The results of the HbA1c came back at 7.8% (no surprise given that my own readings each day had shown I was outside of the 4-7 mmol/L range) and I am still awaiting the result of a GAD antibody test - unfortunately it seems that for this test it takes several weeks for a result to come through.
It seems odd to be hoping for a positive result but I'm starting to worry about it coming back negative.
I (kind of) understand what will happen if it comes back positive and I can deal with that... at least I think I can
If it comes back negative though, I'm not really sure. They could try adding more drugs into my regime - although they haven't told me what other drug options are available or give up on oral drugs and switch over to insulin.

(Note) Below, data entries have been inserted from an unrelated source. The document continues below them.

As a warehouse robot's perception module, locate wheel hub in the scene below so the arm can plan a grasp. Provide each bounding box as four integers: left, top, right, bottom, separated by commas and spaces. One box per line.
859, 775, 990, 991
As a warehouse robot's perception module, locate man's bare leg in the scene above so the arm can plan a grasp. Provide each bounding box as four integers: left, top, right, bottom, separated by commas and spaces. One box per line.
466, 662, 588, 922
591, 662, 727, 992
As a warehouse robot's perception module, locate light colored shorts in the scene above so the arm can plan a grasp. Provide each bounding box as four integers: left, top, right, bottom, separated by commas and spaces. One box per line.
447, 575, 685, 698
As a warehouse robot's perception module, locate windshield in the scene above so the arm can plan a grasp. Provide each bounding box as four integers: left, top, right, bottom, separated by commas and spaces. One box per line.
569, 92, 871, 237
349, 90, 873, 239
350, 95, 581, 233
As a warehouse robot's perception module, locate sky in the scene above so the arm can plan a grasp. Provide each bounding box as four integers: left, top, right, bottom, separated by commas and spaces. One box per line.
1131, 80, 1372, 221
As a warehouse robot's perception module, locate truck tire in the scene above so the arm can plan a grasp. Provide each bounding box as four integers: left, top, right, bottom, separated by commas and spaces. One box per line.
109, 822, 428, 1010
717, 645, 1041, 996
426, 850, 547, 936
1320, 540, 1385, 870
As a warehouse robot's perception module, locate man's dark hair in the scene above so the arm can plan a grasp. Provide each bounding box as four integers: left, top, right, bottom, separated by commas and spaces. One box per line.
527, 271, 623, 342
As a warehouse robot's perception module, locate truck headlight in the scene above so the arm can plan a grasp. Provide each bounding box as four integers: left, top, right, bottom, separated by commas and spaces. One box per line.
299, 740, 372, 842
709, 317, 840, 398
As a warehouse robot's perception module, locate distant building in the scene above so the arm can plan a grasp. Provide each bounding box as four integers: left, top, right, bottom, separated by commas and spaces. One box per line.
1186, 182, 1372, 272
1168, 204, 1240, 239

These options just seems shocking to me, one year into a T2 diagnosis having lost (and continuing) to lose weight, to be in a situation where I can't control it with diet and oral alone... that doesn't seem to bode well for the future.
I can see myself getting close to coming of the rails completely, thoughts like "have a biscuit, you're numbers are out of control anyway" are starting to creep in to my head and (I think as a result of the increased dose of Gliclazide) I'm feeling a lot more hungry between meals than before. So far (in the main) I have resisted, but there have been a couple of occasions already when I have given in and more worryingly although I might have had a short term spike with these "indulgences" they haven't really made much difference - by the time I get to my pre-meal reading there is no indication of a slip up - making it harder to stick to the regime.
I'm sure other people have been in this situation and I'm just looking for a little bit of advice on how others coped with being in this situation.
Many thanks (and sorry for the moan),
|Waiting for the results...|
Do I eat now and possibly end up in hospital?After sitting for what seemed like an eternity, on the verge of tears, I ate a piece of cheese and went to bed.
Do I not eat and go to bed hungry?
What if tomorrow they tell me I'm not type 1 and I really am type 2, because I can't live like this?
The following day I went to the surgery and, when I saw Helen, she told me that the results still hadn't arrived. She rang the lab whilst I was sat there. The GAD result was positive, I was type 1 after all!
Helen spent time teaching me how to inject, how I should tweak my background insulin doses, gave good advice on colour coding my pens, made sure I had a backup pen etc and that day, in the consulting room, I did my first background insulin injection in my leg.
I was so tired that I knew if I didn't write down some of these things I'd been told I would easily forget, so I recorded this:
A happy ending?Well at this point things were looking up. I finally had a correct diagnosis. It meant new challenges ahead, but it also meant I could eat properly. With the weight loss it was confirmed that I no longer needed a CPAP machine for my sleep apnoea...
...the first set of tablets were removed...
On the 14th I was introduced to one of the DSNs who could start me on my fast acting insulin (Apidra). The meeting didn't start well.... "Hi David, so you're type 2..." "Er, no!", but at least I had a full toolkit for living and things seemed to be going ok.
It was amazing how quickly my numbers came back into range.
|My bg values before and after type one diagnosis|
Maybe this isn't the end of the story, maybe this is just the beginning!